I was certainly paying attention when I heard a tapping on a window. I found a youthful magpie bashing at it with a stick. It seemed like the first time it had encountered glass.

That was odd enough, but behind it three other young magpies crashed about my garden like winged Marx brothers. I guessed they’d all just fledged, and were using my garden to get acquainted with the world. Fair enough, but I’d never seen such antics before.

A couple of weeks later I opened my front door and almost trod on a fledgling. It was chirping up at me, all two-inches of it standing where a few dozen delivery men have stood during lockdown.

I mildly panicked, and remembered back to my childhood in the provinces. Its parents will be around, I recalled from the vaults.

Sure enough there was a robin squawking ten feet away in a bush.

I decided the baby had to be moved – it was going to get stepped on here – so I ducked inside, put on some Marigolds, returned, and hunted about for a few minutes until I found it had hopped into a drain hole. I picked it up and moved it to the base of nearby hedge.

Later that evening I heard it and a parent communicating, and saw a robin with a beak-full of dinner. The next day all was quiet so I presume it had fledged and made good its escape.

Weird. I hadn’t seen a baby bird on the floor in London in 25 years.

This orgy of ornithological activity culminated yesterday evening with a second troupe of adolescent magpies crashing around my garden furniture, as comically as if they were charging for a show.

I don’t believe this is all a coincidence.

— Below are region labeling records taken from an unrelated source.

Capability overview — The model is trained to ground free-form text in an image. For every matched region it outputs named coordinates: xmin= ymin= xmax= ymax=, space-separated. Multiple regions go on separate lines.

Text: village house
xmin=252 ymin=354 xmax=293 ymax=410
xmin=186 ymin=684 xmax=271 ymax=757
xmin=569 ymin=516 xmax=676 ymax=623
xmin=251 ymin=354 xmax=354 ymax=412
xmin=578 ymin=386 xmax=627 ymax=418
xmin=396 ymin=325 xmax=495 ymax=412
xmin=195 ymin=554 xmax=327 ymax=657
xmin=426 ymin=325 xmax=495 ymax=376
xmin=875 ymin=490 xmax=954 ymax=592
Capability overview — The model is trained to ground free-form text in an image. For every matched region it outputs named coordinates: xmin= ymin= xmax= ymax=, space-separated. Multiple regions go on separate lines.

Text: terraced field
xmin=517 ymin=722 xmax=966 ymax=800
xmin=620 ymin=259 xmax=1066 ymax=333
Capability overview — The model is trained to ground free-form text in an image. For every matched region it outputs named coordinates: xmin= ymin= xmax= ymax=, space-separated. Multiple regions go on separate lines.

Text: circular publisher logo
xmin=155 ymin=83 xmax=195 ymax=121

My hypothesis is the lockdown earlier in the year – that definitely cleared the air, and made climbing a nearby hill as invigorating as a hike over the South Downs – resulted, together with the hotter weather, in an explosion of insect life.

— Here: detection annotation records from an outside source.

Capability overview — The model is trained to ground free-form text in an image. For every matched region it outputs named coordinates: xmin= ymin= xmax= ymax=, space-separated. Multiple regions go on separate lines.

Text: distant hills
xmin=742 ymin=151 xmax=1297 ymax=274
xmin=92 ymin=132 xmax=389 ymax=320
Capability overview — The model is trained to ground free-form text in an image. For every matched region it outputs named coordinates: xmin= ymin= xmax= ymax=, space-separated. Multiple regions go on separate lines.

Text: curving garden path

This, in turn, has fed far more baby birds than normal. More were then surviving to successfully fledge, like my punk-brained magpies, while competition for space pushed others to marginal real estate, such as that nest a few feet from my front door.

A quick Google doesn’t provide much to support my theory. I can’t see any stories about a comeback for songbirds or corvids.

Be nice though, wouldn’t it? Most British birds have been in decline for decades.

I’ll keep watching this space. And my back garden!